According to K11, it was “an exercise in tracing and understanding how fashion evolves over time and absorbs and assimilates the impacts of cultural similarities and differences. It is a mirror of how, for centuries, various cultures have inspired and stimulated the imagination of designers, and the impact of this on fashion through the ages.

“I want people to better understand the influence of history on art and fashion today. It’s a continuous evolution,” said production designer William Chang Suk-ping, recruited as artistic director of “The Love of Couture: Artisanship in Fashion Beyond Time,” which is slated to open Dec. 7.

“This exhibition should serve as a reminder that craftsmanship, in all its forms and techniques, is guided by human touch,” he added.

William Chang Suk-ping

Chang is perhaps best known in fashion circles for creating Maggie Cheung’s alluring look for Wong Kar-wai’s stylish 2000 film In the Mood for Love, and her 2014 Oscar nomination for the costumes he designed for “The Grandmaster”.

Designers involved also include Ryunosuke Okazaki from Japan, Yueqi Qi and Sensen Lii from Windowsen from China, and Celine Kwan from Hong Kong.

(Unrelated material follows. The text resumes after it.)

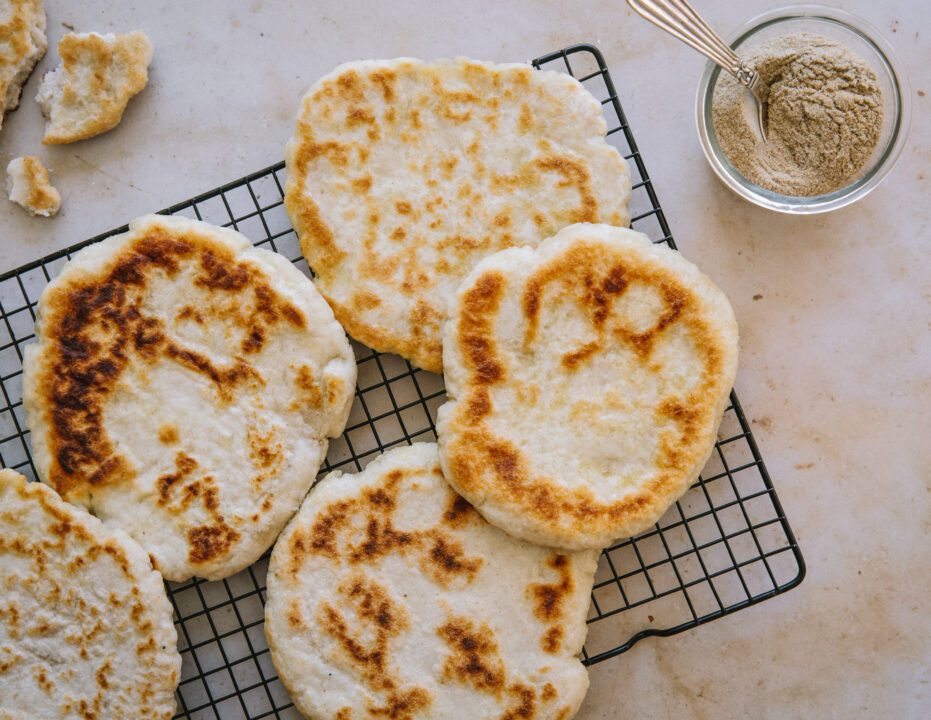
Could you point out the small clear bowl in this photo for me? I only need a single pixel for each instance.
(864, 40)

Everyone was allowed to choose the pieces from the V&A collection and must contribute four works to be exhibited.

“I wanted designers to be inspired by pieces that let them tell a story through their unique style and techniques,” Chang explained.

A sketch of Yueqi Qi.

He noted that the set design will be inspired by “Love After Love,” a poem by Derek Walcott, and will involve “the visuals of a brain scan, highlighting in color the synapses that light up intensely when we are in love.” There will be 36 pieces which will be divided thematically to show an evolution of craftsmanship over time.

The V&A didn’t just provide the six designers with the archival dresses – it will chronicle a section of the exhibit tracing the “gradual transformation of craftsmanship in fashion and textiles” via historic artifacts dating from 1830 and onwards. ‘in 1960.

The exhibit will be unveiled on December 3 during K11 Night, a glitzy invite-only party that has been described as the Asian equivalent of the Met Gala.

A wedding dress from the archives of the Victoria & Albert Museum.

The exhibit at K11 is the brainchild of Hong Kong-based developer and entrepreneur Adrian Cheng, founder of K11 Group and managing director of New World Development. A proponent of “cultural retail,” Cheng has made art attractions a key facet of his projects, and he is keen to build bridges of understanding between East and West.

Cheng also works to rejuvenate endangered Chinese crafts through his K11 Craft & Guild Foundation.

According to K11, collaborating with the six emerging designers reinforces its mission to “incubate talent, spread culture in the community and democratize art, culture and design”.